The SingleCellExperiment
is quite a complex class that
can hold multiple aspects of the same dataset. It is possible to have
multiple assays, multiple dimensionality reduction results, and multiple
alternative Experiments - each of which can further have multiple assays
and reducedDims
! In some scenarios, it may be desirable to
loop over these pieces and apply the same function to each of them. This
is made conveniently possible via the applySCE()
framework.
Let’s say we have a moderately complicated
SingleCellExperiment
object, containing multiple
alternative Experiments for different data modalities.
library(SingleCellExperiment)
counts <- matrix(rpois(100, lambda = 10), ncol=10, nrow=10)
sce <- SingleCellExperiment(counts)
altExp(sce, "Spike") <- SingleCellExperiment(matrix(rpois(20, lambda = 5), ncol=10, nrow=2))
altExp(sce, "Protein") <- SingleCellExperiment(matrix(rpois(50, lambda = 100), ncol=10, nrow=5))
altExp(sce, "CRISPR") <- SingleCellExperiment(matrix(rbinom(80, p=0.1, 1), ncol=10, nrow=8))
sce
## class: SingleCellExperiment
## dim: 10 10
## metadata(0):
## assays(1): ''
## rownames: NULL
## rowData names(0):
## colnames: NULL
## colData names(0):
## reducedDimNames(0):
## mainExpName: NULL
## altExpNames(3): Spike Protein CRISPR
Assume that we want to compute the total count for each modality,
using the first assay. We might define a function that looks like the
below. (We will come back to the purpose of multiplier=
and
subset.row=
later.)
totalCount <- function(x, i=1, multiplier=1, subset.row=NULL) {
mat <- assay(x, i)
if (!is.null(subset.row)) {
mat <- mat[subset.row,,drop=FALSE]
}
colSums(mat) * multiplier
}
We can then easily apply this function across the main and alternative Experiments with:
## [[1]]
## [1] 111 98 112 88 108 95 88 96 92 83
##
## $Spike
## [1] 8 12 13 11 12 12 16 9 16 16
##
## $Protein
## [1] 498 516 536 526 491 474 499 454 487 467
##
## $CRISPR
## [1] 2 0 1 1 0 1 0 1 0 0
The applySCE()
call above is functionally equivalent
to:
totals.manual <- list(
totalCount(sce),
Spike=totalCount(altExp(sce, "Spike")),
Protein=totalCount(altExp(sce, "Protein")),
CRISPR=totalCount(altExp(sce, "CRISPR"))
)
stopifnot(identical(totals, totals.manual))

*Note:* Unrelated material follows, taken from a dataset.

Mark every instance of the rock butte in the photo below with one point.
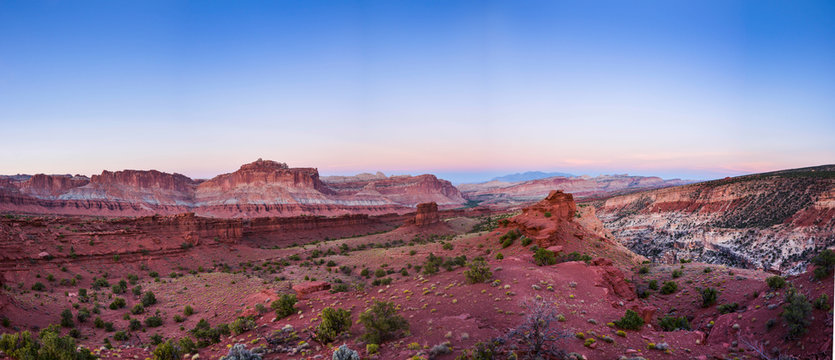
(259, 189)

Besides being more verbose than applySCE()
, this
approach does not deal well with common arguments. Say we wanted to set
multiplier=10
for all calls. With the manual approach
above, this would involve specifying the argument multiple times:
totals10.manual <- list(
totalCount(sce, multiplier=10),
Spike=totalCount(altExp(sce, "Spike"), multiplier=10),
Protein=totalCount(altExp(sce, "Protein"), multiplier=10),
CRISPR=totalCount(altExp(sce, "CRISPR"), multiplier=10)
)
Whereas with the applySCE()
approach, we can just set it
once. This makes it easier to change and reduces the possibility of
errors when copy-pasting parameter lists across calls.
totals10.apply <- applySCE(sce, FUN=totalCount, multiplier=10)
stopifnot(identical(totals10.apply, totals10.manual))
Now, one might consider just using lapply()
in this
case, which also avoids the need for repeated specification:
totals10.lapply <- lapply(c(List(sce), altExps(sce)),
FUN=totalCount, multiplier=10)
stopifnot(identical(totals10.apply, totals10.lapply))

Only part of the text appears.